O Governo de Mato Grosso do Sul deu início ao processo de licitação para a finalização do novo acesso à região das Moreninhas, com um investimento previsto de até R$ 57.980.488,49. As obras, que começaram em dezembro de 2022, já consumiram aproximadamente R$ 54 milhões na primeira etapa, que incluiu pavimentação, drenagem, recapeamento de asfalto, construção de ciclovias e de uma ponte.
Além dos custos da primeira fase, cerca de R$ 16 milhões foram utilizados para a desapropriação de imóveis ao longo do trajeto da segunda etapa do projeto. Dessa forma, o custo total do novo acesso, que tem como objetivo conectar a região sul de Campo Grande à área central, deve ultrapassar R$ 128 milhões.

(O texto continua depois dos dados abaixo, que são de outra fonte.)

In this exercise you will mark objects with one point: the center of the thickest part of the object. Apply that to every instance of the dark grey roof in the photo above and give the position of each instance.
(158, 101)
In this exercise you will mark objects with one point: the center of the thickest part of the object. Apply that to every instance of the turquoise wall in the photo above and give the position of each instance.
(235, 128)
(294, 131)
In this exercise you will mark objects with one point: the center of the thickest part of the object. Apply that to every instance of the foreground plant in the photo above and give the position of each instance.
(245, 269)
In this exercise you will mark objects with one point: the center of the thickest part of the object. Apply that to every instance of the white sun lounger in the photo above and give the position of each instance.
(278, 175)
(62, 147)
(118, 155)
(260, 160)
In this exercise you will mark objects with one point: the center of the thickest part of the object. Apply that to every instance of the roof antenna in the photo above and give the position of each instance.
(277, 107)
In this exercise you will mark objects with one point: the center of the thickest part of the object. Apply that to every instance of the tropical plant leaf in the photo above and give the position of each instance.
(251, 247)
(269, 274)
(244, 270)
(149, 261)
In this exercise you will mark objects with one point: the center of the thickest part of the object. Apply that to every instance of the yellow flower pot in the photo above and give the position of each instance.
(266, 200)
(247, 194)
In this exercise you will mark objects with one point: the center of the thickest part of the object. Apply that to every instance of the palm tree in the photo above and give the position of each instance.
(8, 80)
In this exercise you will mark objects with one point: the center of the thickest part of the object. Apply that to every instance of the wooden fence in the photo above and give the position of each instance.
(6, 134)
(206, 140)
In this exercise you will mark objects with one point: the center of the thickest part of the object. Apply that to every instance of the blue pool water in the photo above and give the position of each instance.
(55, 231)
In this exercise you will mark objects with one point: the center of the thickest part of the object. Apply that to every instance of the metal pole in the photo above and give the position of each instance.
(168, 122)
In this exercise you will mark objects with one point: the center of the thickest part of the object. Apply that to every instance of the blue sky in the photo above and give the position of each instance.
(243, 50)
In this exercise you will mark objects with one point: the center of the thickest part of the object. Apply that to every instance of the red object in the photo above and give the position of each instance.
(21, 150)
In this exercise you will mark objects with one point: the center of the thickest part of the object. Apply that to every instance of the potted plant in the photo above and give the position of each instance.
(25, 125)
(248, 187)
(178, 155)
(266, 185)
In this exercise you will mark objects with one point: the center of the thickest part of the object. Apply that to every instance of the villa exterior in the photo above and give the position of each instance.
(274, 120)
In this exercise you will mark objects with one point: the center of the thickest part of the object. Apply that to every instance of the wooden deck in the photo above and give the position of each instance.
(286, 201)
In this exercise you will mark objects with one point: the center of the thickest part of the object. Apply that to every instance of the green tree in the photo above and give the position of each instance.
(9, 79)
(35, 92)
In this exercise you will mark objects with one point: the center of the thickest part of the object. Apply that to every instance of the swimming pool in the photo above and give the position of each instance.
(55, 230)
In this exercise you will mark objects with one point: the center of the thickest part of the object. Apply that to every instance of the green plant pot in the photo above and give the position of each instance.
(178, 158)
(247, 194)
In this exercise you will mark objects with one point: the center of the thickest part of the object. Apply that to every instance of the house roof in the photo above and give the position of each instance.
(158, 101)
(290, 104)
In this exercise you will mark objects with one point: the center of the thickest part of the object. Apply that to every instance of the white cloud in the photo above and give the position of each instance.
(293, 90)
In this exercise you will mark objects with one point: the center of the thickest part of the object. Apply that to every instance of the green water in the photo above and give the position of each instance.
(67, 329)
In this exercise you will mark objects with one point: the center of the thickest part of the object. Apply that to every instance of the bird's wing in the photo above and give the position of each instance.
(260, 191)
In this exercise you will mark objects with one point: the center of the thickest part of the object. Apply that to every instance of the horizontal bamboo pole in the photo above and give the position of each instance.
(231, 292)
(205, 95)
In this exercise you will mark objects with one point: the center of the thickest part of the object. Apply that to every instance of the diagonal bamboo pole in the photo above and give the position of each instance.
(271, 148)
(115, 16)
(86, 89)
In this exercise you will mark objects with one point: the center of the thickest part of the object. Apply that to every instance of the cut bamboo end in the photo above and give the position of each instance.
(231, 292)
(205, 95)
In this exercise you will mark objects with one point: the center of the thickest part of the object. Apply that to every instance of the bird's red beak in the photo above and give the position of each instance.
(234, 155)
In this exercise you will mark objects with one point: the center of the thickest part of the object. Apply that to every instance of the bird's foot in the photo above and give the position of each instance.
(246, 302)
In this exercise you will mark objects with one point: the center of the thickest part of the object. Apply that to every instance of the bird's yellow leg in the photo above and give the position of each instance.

Em 2023, um edital para a segunda fase havia sido lançado, com previsão de investimento de R$ 32 milhões, mas esse valor foi praticamente dobrado. A nova via começará no final da Avenida Rita Vieira, na Avenida Guaicurus, e seguirá por cerca de dez quadras até a Rua Salomão Abdala, na região do Bairro Itamaracá, antes de avançar quase dois quilômetros em uma área desabitada até a Avenida Alto da Serra, nas Moreninhas.
Para a construção da nova avenida, foi necessária a desapropriação total ou parcial de 52 imóveis na área. O Governo do Estado arcou com as indenizações, embora alguns proprietários ainda questionem os valores na Justiça. Na última quinta-feira, a Agência Estadual de Gestão de Empreendimentos (Agesul) firmou um convênio com a prefeitura de Campo Grande, liberando mais R$ 5,59 milhões para cobrir os custos remanescentes das desapropriações.
As propostas das empresas interessadas na segunda etapa deverão ser apresentadas em 20 de julho, e a conclusão das obras está prevista para ocorrer em um prazo de dois anos a partir da assinatura da ordem de serviço. A Construtora Anfer, responsável pela primeira etapa, já executou obras que beneficiarão terrenos ao longo do novo traçado.
O novo acesso às Moreninhas tem como finalidade proporcionar uma alternativa de ligação entre essa região e outras partes da cidade, aliviando o trânsito em avenidas como Guaicurus, Costa e Silva, Gury Marques e Eduardo Elias Zahran. A primeira fase do projeto foi inicialmente licitada por R$ 41,33 milhões, mas com aditivos e inclusão de recapeamento de novas vias, o custo final alcançou quase R$ 54 milhões.